I have many small tables (less than 5k bytes when exported as CSV) that are only "from to" (e.g. code to name), and must be used in a JOIN, just to translate internal codes or IDs... How to use CREATE TABLE
with them on Hive?
Example:
CREATE TABLE mydb.fromto1(id1 bigint, name1 string);
CREATE TABLE mydb.fromto2(
id2 bigint,
name2 varchar(10)
)
PARTITIONED BY (ingestion_day date)
ROW FORMAT SERDE 'org.apache.hadoop.hive.ql.io.orc.OrcSerde'
STORED AS INPUTFORMAT 'org.apache.hadoop.hive.ql.io.orc.OrcInputFormat'
OUTPUTFORMAT 'org.apache.hadoop.hive.ql.io.orc.OrcOutputFormat'
LOCATION 'hdfs://TLVBRPRDK/apps/hive/warehouse/mydb.db/fromto2'
TBLPROPERTIES (
'orc.compress'='SNAPPY',
'orc.row.index.stride'='50000',
'orc.stripe.size'='67108864',
'transient_lastDdlTime'='1577456923'
);
-- INSERT INTO mydb.fromto1 10 lines
-- INSERT INTO mydb.fromto2 10 lines
CREATE VIEW mydb.vw_test1 AS -- need for BEST PERFORMANCE HERE!
SELECT big.*, tiny.name1
FROM mydb.big_fact_table big INNER JOIN mydb.fromto1 tiny ON big.id1=tiny.id1
-- and/or INNER JOIN mydb.fromto2 tiny2 ON big.id2=tiny2.id2
;
How to set correc parameters (partitioned or not, compressed or not, managed or external, row format, etc.) for best performance in a SQL JOIN with Big Data (fact) tables?
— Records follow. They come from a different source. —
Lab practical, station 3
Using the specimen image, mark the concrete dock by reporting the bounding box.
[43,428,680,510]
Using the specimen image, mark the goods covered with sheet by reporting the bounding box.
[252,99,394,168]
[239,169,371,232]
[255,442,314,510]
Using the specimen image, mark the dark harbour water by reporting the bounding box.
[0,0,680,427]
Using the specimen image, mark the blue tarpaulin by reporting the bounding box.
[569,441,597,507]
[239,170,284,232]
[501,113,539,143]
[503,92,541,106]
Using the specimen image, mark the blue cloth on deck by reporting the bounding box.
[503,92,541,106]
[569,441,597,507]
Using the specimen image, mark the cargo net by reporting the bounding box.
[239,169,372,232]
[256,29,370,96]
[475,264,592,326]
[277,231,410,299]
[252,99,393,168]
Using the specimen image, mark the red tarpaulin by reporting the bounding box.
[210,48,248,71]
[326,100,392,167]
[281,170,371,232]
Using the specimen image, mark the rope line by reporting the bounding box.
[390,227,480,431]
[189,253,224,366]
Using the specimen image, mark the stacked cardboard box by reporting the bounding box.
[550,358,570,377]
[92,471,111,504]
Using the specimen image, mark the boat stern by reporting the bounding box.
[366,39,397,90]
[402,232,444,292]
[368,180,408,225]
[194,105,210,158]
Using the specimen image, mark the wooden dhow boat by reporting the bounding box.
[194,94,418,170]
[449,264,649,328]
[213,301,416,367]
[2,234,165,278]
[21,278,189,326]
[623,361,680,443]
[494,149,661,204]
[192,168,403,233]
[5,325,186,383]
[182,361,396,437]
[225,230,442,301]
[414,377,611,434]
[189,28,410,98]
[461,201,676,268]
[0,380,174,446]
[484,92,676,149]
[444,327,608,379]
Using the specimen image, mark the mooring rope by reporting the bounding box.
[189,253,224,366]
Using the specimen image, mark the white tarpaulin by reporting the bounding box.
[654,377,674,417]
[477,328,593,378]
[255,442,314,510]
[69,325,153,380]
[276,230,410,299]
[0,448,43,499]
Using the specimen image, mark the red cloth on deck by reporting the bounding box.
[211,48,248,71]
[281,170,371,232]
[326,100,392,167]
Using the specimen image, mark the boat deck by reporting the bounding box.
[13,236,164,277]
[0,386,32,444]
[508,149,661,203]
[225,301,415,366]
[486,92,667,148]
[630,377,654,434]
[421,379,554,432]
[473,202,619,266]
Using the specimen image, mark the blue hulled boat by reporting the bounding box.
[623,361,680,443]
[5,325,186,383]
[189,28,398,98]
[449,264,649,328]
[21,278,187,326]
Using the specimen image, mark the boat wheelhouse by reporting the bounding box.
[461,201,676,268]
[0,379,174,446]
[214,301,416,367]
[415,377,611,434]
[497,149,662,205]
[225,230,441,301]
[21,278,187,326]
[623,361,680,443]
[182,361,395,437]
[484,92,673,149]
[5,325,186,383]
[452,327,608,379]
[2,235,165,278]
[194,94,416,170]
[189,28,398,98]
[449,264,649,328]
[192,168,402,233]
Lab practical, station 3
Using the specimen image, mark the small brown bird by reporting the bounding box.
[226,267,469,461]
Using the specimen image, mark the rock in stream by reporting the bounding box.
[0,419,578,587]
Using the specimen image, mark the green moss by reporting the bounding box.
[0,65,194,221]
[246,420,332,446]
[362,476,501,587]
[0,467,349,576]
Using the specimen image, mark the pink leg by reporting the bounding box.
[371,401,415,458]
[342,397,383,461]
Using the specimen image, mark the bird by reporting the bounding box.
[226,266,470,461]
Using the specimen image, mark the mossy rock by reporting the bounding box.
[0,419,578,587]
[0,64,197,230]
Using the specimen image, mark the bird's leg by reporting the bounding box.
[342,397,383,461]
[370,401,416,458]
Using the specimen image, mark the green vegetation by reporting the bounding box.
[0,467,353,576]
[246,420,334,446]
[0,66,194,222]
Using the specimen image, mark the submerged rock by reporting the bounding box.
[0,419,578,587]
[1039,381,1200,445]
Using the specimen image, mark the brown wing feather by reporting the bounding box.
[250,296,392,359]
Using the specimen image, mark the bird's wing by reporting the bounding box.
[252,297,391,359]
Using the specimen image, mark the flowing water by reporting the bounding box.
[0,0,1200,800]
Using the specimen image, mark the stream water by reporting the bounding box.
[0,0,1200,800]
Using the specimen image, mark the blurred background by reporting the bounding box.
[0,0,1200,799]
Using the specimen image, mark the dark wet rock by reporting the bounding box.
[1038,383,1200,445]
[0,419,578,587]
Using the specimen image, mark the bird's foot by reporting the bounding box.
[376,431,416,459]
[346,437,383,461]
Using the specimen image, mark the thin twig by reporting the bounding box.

Is there a "good Fast Guide" or Wizard for it?
NOTES:
- This question/ansewer is not the same. Perhaps there are clues in optiomizations for "Hive Star-schema JOINs", but not here.
- There are some clues here on cwiki.Apache/Hive/LanguageManual+JoinOptimization, but it is not about CREATE TABLE.